Locally a few year back there was a coach that was very good but would make kids cry by yelling (screaming) in the middle of the games. The team split up and a new coach emerged and moved to a new club. The screamer coach tried to regroup but only lasted 1 more year as a coach. Basically the parents in the area had heard about his antics and decided to not take their kids to that team.
Bottom line, parents can have some control to take some of these idiots away from soccer.
This behavior should not be tolerated. Regardless of the sex of the coach or the athlete. In any sport - ever. I, like most of you, have seen the football coach losing his mind on a player (pop warner or collegiate), the arena soccer coach who acts like he is coaching in the world cup, and on and on. WE have to demand better from the coaches. WE have to be willing to step in when the lines are crossed. Yes, life is tough and many a days as a grown up you get your teeth kicked in and have to get up, dust yourself off and keep going, but that isn't an excuse for deplorable behavior. WE need to demand better. On the pitch, in the classroom, in the board room. This isn't acceptable behavior, and WE need to be the ones to make it stop. Not to mention the negative impact on performance. Expect more/demand more.

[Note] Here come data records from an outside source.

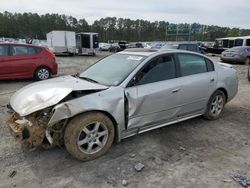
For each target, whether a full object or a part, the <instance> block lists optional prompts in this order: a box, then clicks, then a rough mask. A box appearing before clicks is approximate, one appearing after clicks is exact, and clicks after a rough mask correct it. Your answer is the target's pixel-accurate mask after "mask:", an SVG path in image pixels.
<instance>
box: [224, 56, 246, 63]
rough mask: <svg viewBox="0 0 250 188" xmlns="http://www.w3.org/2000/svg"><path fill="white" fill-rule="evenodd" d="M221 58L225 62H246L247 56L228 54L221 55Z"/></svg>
mask: <svg viewBox="0 0 250 188" xmlns="http://www.w3.org/2000/svg"><path fill="white" fill-rule="evenodd" d="M220 59H221V60H222V61H225V62H238V63H242V62H245V58H244V57H226V56H221V58H220Z"/></svg>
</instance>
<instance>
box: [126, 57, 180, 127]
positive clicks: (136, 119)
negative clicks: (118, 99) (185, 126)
mask: <svg viewBox="0 0 250 188" xmlns="http://www.w3.org/2000/svg"><path fill="white" fill-rule="evenodd" d="M176 77H177V76H176V64H175V60H174V56H173V55H164V56H160V57H157V58H155V59H153V60H152V61H150V62H149V63H148V64H146V66H144V68H142V69H141V70H140V71H139V72H138V73H137V75H136V76H135V77H134V78H133V81H132V82H134V83H133V84H132V86H130V87H127V88H126V89H125V97H126V100H127V104H128V119H127V122H128V129H133V128H142V129H143V128H145V129H147V128H150V127H154V126H156V125H158V124H162V123H165V122H168V121H171V120H173V119H175V118H176V117H177V115H178V112H179V105H180V94H179V90H180V83H179V80H178V78H176Z"/></svg>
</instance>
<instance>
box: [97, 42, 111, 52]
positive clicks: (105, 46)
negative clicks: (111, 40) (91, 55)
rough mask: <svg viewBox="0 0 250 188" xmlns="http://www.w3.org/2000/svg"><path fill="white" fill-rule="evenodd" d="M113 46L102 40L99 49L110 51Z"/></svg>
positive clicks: (103, 50) (110, 44) (100, 50)
mask: <svg viewBox="0 0 250 188" xmlns="http://www.w3.org/2000/svg"><path fill="white" fill-rule="evenodd" d="M111 46H112V45H111V44H109V43H103V42H100V43H99V50H100V51H109V48H110V47H111Z"/></svg>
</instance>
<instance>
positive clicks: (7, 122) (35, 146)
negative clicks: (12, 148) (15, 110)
mask: <svg viewBox="0 0 250 188" xmlns="http://www.w3.org/2000/svg"><path fill="white" fill-rule="evenodd" d="M27 118H28V119H27ZM7 125H8V126H9V128H10V132H11V134H12V135H13V136H14V137H15V138H16V139H17V140H19V141H21V142H23V143H24V142H25V143H28V144H29V145H31V146H32V147H36V146H39V145H41V144H42V142H43V140H44V138H45V130H46V127H45V126H44V125H43V124H40V123H39V121H36V120H35V115H34V114H32V115H30V116H28V117H25V118H24V117H21V116H19V115H18V114H17V113H13V114H12V115H11V116H10V117H9V118H8V119H7Z"/></svg>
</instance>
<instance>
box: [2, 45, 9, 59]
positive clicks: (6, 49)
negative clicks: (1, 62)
mask: <svg viewBox="0 0 250 188" xmlns="http://www.w3.org/2000/svg"><path fill="white" fill-rule="evenodd" d="M8 55H9V53H8V45H2V46H0V56H8Z"/></svg>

Agreed. Parents should speak up. But the minute you say a word, or even ask a question, your child is in jeopardy of punishment-further abuse, benched, or kicked off the team and you are labelled the jerk. Your reputation follows you. For the most part, Clubs side with coaches, not parents, even in the most extreme cases as we have read about lately. For every parent who complains, there are two willing to make a donation. It's a twisted world.
Currently we luckily have found great coaches for our kids so do not have this problem ourselves. But that is a good suggestion for those who haven’t. But mostly you just leave and seek out the great coaches. my point being, it’s difficult and mostly pointless to speak up.Video tape it. Then take it to club. Then bump it up to next level if need be.